Jamie's rise to stilettoed greatness is hampered by self-doubt and shame, sown by the boy's estranged homophobic father (Ralph Ineson), who cruelly confesses: "I wanted a son so badly, and I got you."

Powered to the hilt by Harwood's effervescent lead performance, Everybody's Talking About Jamie is almost two hours of unabashed pure joy, which preaches acceptance and self-love with the same sequinned fury as The Adventures Of Priscilla, Queen Of The Desert and Kinky Boots.

Like its stage counterpart, there are dramatic lulls before Jamie's big reveal as Mimi Me but Butterell understands how to get toes tapping and he turns up the volume on the youthful exuberance.

People will be talking, glowingly, about his Jamie.

7.5/10

GUNPOWDER MILKSHAKE (15)

Director Navot Papushado's outlandish caper choreographs one of its most giddily elaborate fight sequences in a cavernous library to the distinctive raspy growl of Janis Joplin.

"I'm gonna show you baby, that a woman can be tough," echoes between wooden book cases as Karen Gillan, Lena Headey, Angela Bassett, Michelle Yeoh and Carla Gugino disable a small army of gun-toting goons using claw hammers, metal chains, knife pistols, a tomahawk and gold ingot.

As Piece Of My Heart foretells, the film's resourceful harpies are cold as ice when it comes to killing anything with a Y chromosome, preferably in slow motion.

Unfortunately, the conflicted characters are less skilled at taking a piece of our hearts with their undernourished back stories and a fractious mother-daughter dynamic that scrimps on a satisfying payoff.

Gunpowder Milkshake is an explosive and fitfully entertaining melee that puts John Wick, Kill Bill and Kingsman: The Secret Service in a blender and garnishes the comic book-violent set-pieces with neon-lit stylistic flourishes.

5.5/10

12 MIGHTY ORPHANS (12A)

From its opening title card ("This story was inspired by true events") and Martin Sheen's prosaic narration of black and white footage of the Great Depression, 12 Mighty Orphans slavishly abides by the conventions of an underdog sports drama.

Director Ty Roberts' film huddles with Jim Dent's best-selling book to celebrate the achievements of disadvantaged boys from Texas, who overcame Dickensian mistreatment, deep-rooted abandonment issues and self-doubt to sow seeds of hope across the nation.

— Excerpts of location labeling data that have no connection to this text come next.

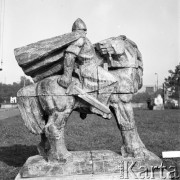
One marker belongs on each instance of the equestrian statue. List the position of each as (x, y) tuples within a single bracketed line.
[(72, 74)]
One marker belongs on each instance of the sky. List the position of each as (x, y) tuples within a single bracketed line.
[(153, 24)]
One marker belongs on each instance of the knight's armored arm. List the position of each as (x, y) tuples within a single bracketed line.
[(66, 78), (70, 55)]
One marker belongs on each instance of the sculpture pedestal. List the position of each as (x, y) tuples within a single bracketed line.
[(91, 165)]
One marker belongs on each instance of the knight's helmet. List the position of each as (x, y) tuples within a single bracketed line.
[(79, 25)]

It's wholesome, old-fashioned fare, which mythologises the Mighty Mites as they were known during a period of great hardship, when children without parents were treated as second-class citizens.

The script passes the ball between hastily written characters, giving us little sense of who the orphans were before inspirational teacher Rusty Russell rewrites the rulebook with his spread offense formation.

Luke Wilson chews lightly on his football coach's stirring speeches about brotherhood under fire as composer Mark Orton's score ladles on the syrup.